Safety & mutation control

This is the highest-stakes surface of an agent-CLI, and the one the real-world crop most often gets wrong (see Antipatterns). It refines invariants I2 and I9.

An agent acts on inference and can be wrong or adversarially steered, so the safe path is the default:

  • State-changing operations MUST be off unless the caller explicitly opts in — a single global gate (--allow-mutations / --write) read by every mutating command is the clearest shape.
  • A blocked mutation returns a structured error with a dedicated exit code (e.g. MUTATION_BLOCKED), so the agent can distinguish “blocked — ask permission” from a real failure.
  • The guarantee lives in the binary. Putting confirmation only in a wrapper/skill is an antipattern: an agent that shells out directly bypasses it.

If a tool has no mutating commands by design (a pure state-gatherer), the gate becomes an input validator: a generic passthrough (tool run "<cmd>") refuses anything that isn’t a read, returning a structured WRITE_REFUSED, and there is deliberately no escape flag — “no writes” is the product boundary, not a toggle. Gate operationally heavy reads (debug, full dumps) behind their own explicit opt-in.

A human types y; an agent cannot. So:

  • --yes / --force MAY bypass a confirmation for scripted/agent use.
  • A bare --yes MUST NOT act on an implicit or wildcard target — the dangerous target must be named explicitly.
  • Scale friction to severity: trivial change → just do it; destructive change → require the target be named, or a typed confirmation token that is still scriptable.
  • Every mutating command SHOULD support --dry-run: perform the full plan, print what would change (as JSON under --json), change nothing, exit 0.
  • For high-stakes changes, prefer reviewed-plan apply: --dry-run emits a plan plus a hash; a separate apply <hash> executes only that exact plan. This closes the time-of-check / time-of-use gap that a blind --yes opens — the artifact reviewed is the artifact executed (the model Terraform uses with saved plan files).
  • Prefer idempotent/declarative verbs (ensure, apply, sync) so an agent’s retries don’t double-act; “delete an already-gone thing” is a soft success, not an error.

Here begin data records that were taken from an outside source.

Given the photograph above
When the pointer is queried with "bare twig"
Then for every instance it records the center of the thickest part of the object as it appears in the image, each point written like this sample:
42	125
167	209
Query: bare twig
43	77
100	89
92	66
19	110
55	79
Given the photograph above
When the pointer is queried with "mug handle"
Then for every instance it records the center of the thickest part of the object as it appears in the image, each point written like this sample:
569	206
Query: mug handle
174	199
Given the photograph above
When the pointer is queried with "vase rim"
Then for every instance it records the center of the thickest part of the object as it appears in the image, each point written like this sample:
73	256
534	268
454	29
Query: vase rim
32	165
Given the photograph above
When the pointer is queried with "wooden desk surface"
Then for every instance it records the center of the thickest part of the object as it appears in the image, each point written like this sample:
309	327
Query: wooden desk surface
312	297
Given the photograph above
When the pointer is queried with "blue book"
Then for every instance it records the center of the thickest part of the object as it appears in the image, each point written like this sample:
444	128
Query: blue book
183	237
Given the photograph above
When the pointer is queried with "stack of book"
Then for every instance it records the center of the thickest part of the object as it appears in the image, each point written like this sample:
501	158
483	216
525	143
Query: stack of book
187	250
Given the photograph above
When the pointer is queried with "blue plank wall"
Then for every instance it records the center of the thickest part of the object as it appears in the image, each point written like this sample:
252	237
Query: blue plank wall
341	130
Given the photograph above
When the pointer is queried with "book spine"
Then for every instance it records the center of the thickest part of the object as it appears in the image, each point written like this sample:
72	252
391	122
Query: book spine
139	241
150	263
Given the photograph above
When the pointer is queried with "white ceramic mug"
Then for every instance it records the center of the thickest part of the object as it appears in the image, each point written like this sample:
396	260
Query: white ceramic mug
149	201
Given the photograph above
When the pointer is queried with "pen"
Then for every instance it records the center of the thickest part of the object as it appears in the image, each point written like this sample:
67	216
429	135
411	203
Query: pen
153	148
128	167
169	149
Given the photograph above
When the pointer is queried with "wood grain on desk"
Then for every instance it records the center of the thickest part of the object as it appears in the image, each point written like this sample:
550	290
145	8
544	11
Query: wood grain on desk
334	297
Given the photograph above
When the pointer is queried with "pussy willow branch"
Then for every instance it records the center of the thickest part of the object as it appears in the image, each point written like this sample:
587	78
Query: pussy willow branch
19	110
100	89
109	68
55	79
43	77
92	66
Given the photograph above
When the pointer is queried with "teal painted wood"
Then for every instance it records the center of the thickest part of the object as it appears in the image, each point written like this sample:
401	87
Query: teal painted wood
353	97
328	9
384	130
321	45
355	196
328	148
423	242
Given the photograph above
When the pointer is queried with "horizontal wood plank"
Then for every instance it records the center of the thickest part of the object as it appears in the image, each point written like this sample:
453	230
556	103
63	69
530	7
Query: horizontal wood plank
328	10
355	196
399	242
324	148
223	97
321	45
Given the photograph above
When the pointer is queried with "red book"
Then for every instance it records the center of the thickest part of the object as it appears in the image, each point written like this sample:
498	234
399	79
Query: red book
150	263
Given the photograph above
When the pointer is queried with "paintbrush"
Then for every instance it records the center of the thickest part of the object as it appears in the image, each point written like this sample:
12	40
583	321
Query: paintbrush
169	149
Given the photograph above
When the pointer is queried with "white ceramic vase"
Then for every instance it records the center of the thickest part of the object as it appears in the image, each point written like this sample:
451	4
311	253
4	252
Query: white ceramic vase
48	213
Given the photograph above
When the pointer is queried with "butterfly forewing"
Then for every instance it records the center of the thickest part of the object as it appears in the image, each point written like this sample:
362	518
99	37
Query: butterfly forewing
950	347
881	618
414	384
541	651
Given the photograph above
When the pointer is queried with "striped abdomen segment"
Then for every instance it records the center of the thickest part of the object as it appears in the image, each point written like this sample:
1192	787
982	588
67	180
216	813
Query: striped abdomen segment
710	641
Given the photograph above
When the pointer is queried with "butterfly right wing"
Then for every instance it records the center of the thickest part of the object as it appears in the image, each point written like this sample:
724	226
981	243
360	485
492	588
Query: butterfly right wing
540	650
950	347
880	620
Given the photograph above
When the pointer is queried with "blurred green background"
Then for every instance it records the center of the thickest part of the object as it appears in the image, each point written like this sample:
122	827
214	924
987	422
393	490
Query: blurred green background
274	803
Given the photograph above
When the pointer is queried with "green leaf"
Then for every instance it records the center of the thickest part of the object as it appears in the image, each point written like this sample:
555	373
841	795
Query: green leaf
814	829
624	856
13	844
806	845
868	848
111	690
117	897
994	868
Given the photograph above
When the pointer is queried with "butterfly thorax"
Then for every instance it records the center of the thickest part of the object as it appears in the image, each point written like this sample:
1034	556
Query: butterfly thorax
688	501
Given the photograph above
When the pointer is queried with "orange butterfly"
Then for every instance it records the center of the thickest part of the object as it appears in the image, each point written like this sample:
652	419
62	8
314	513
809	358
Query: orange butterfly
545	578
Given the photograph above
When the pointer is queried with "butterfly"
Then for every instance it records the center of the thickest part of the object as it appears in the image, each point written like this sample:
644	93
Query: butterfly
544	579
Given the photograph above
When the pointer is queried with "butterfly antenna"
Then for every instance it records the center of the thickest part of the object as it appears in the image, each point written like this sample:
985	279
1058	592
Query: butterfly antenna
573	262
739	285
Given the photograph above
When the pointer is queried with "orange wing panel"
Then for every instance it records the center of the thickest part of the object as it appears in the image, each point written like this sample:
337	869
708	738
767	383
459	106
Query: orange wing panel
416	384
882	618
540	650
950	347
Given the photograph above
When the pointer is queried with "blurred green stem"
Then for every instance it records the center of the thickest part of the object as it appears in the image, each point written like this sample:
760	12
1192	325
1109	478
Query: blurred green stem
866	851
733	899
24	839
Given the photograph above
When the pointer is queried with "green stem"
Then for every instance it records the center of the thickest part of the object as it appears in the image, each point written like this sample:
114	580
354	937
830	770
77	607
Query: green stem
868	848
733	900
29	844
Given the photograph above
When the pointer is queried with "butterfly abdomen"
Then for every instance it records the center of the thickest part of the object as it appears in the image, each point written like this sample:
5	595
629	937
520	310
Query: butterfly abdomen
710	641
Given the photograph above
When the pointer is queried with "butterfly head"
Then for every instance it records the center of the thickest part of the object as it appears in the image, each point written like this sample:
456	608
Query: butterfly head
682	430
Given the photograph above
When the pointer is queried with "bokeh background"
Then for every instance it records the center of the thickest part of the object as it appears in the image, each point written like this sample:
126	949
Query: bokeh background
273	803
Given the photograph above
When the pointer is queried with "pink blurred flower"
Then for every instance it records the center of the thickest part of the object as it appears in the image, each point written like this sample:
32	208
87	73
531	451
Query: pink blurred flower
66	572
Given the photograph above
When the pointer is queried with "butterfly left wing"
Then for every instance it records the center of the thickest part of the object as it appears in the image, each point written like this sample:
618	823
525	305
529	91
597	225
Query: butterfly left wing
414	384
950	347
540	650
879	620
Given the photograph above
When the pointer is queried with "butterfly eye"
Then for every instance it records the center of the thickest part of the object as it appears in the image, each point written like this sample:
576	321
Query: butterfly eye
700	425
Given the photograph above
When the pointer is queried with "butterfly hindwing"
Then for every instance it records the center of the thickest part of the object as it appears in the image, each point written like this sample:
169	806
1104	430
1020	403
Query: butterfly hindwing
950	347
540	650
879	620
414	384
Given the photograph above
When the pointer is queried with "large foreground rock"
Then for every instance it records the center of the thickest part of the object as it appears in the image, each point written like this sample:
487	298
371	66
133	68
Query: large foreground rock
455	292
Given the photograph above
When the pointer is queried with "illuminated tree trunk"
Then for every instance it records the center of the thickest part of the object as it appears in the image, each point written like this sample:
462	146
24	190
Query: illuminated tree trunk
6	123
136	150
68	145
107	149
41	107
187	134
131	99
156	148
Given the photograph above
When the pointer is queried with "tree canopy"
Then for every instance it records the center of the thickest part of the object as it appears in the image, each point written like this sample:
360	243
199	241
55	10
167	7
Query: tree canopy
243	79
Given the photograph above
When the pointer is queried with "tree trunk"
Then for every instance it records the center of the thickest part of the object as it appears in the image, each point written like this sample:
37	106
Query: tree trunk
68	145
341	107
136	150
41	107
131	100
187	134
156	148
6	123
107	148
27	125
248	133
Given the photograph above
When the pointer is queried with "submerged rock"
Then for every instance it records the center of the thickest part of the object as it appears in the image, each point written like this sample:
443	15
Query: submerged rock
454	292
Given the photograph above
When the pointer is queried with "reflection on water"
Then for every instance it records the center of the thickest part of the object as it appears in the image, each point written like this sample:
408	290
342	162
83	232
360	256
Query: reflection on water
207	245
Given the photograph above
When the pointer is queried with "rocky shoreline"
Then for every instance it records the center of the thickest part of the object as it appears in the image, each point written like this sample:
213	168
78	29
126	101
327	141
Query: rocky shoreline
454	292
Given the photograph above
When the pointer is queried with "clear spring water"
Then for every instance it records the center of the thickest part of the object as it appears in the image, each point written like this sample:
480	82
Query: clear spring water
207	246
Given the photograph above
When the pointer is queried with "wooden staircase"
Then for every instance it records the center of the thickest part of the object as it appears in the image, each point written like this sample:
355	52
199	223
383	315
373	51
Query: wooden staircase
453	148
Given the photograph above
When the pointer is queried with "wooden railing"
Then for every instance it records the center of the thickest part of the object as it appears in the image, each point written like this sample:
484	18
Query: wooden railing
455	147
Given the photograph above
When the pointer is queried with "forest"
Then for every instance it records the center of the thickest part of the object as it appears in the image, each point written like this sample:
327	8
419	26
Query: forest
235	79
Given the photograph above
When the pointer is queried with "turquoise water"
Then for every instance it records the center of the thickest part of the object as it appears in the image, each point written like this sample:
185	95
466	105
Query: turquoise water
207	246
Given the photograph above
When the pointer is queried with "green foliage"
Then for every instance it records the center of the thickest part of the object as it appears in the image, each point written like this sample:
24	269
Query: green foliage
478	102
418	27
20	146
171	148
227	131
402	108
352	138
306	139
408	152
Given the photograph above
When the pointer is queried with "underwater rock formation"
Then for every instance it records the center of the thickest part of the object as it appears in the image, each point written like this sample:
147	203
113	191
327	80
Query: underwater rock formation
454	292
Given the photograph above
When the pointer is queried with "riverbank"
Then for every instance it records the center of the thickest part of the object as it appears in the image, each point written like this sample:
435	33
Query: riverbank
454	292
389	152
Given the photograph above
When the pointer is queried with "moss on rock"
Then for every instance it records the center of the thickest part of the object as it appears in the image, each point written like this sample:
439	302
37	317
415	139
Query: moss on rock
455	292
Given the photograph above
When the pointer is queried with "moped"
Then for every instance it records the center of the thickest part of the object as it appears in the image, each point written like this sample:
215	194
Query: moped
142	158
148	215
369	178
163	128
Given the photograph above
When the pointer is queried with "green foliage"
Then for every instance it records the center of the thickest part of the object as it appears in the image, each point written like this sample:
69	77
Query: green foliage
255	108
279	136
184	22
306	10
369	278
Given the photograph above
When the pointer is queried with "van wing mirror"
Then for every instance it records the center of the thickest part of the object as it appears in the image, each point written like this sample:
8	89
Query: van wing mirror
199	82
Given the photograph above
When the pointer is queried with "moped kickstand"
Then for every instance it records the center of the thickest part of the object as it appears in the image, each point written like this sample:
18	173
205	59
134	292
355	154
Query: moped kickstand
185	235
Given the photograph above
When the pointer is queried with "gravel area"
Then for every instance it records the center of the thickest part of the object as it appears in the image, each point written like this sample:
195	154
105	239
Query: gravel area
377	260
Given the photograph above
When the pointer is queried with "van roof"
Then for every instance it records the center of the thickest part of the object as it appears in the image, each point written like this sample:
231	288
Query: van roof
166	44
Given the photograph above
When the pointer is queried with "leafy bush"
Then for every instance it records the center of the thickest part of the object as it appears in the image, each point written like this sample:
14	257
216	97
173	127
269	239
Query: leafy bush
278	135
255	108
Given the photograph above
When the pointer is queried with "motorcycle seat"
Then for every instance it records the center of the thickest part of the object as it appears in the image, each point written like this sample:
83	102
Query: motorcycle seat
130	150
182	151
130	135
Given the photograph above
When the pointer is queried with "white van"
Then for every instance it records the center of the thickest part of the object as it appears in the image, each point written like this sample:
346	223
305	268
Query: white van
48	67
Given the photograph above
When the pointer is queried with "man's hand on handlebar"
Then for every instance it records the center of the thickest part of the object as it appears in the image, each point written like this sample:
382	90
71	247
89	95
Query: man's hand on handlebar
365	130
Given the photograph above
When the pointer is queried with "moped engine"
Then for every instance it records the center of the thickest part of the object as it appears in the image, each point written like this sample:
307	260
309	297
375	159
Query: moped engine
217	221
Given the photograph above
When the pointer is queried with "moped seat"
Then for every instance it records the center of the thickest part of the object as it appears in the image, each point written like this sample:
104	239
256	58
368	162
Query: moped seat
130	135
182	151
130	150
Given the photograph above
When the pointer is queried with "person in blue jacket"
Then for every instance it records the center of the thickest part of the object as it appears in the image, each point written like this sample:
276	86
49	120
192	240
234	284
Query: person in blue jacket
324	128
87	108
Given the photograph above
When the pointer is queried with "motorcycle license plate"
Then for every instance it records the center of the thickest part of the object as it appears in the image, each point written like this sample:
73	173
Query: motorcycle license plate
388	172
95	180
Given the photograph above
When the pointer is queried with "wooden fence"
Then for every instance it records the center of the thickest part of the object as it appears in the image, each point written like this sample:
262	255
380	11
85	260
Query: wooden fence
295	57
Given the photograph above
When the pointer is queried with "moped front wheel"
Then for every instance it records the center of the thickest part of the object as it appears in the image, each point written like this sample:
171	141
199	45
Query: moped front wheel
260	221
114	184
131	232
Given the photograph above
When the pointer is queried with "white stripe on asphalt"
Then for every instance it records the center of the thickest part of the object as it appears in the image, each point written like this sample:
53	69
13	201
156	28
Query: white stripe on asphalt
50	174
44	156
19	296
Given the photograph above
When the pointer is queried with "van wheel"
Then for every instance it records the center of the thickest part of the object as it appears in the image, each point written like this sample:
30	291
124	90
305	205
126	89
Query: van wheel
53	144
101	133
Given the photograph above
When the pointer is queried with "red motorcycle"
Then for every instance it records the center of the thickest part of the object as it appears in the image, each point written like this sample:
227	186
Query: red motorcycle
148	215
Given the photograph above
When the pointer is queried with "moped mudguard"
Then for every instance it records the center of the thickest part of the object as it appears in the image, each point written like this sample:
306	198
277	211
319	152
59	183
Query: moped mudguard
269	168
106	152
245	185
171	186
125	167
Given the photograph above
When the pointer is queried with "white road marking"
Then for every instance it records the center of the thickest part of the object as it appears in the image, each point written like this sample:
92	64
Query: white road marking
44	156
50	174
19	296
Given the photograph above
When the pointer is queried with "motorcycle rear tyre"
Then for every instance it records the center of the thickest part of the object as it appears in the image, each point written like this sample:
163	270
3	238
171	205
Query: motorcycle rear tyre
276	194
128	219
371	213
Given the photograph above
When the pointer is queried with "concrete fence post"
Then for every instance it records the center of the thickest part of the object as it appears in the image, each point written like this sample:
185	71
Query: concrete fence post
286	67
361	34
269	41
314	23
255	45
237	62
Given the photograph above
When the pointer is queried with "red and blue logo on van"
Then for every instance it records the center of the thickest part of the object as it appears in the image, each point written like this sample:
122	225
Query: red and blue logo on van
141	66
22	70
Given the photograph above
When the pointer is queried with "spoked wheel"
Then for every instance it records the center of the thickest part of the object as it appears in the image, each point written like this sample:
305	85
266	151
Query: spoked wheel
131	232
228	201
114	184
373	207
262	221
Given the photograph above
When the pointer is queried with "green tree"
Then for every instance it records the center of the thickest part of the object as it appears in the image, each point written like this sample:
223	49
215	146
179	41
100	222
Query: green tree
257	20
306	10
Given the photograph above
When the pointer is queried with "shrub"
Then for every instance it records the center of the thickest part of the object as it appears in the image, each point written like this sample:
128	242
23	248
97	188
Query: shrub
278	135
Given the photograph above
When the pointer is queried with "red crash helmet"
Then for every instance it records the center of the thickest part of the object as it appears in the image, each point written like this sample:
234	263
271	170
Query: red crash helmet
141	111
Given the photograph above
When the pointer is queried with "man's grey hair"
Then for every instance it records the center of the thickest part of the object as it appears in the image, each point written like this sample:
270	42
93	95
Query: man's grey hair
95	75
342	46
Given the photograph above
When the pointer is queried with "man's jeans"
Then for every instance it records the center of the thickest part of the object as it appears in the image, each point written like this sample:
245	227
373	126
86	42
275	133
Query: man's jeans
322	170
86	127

When a tool acts across many targets (a fleet), isolate per-target failures — one unreachable host must not fail the others — and return a partial-success exit code when any target failed. Default targeting must never silently fan a mutation out to everything.

Output that originates from an external, attacker-influenceable source — message bodies, interface descriptions, neighbor names, logs, web pages, ticket text — is a prompt-injection vector. In agent-facing output it MUST be fenced as untrusted:

  • Wrap raw free text in explicit BEGIN/END UNTRUSTED … markers, and/or set an "untrusted": true flag on the carrying JSON object.
  • Default this on in agent mode. Of the real-world crop, essentially one tool fenced untrusted content at all, and even then it was opt-in — make it the default.

Capability assumption: fencing matters as long as agents may follow instructions found in their context. If models become reliably immune to injected instructions, this relaxes — see Evolution.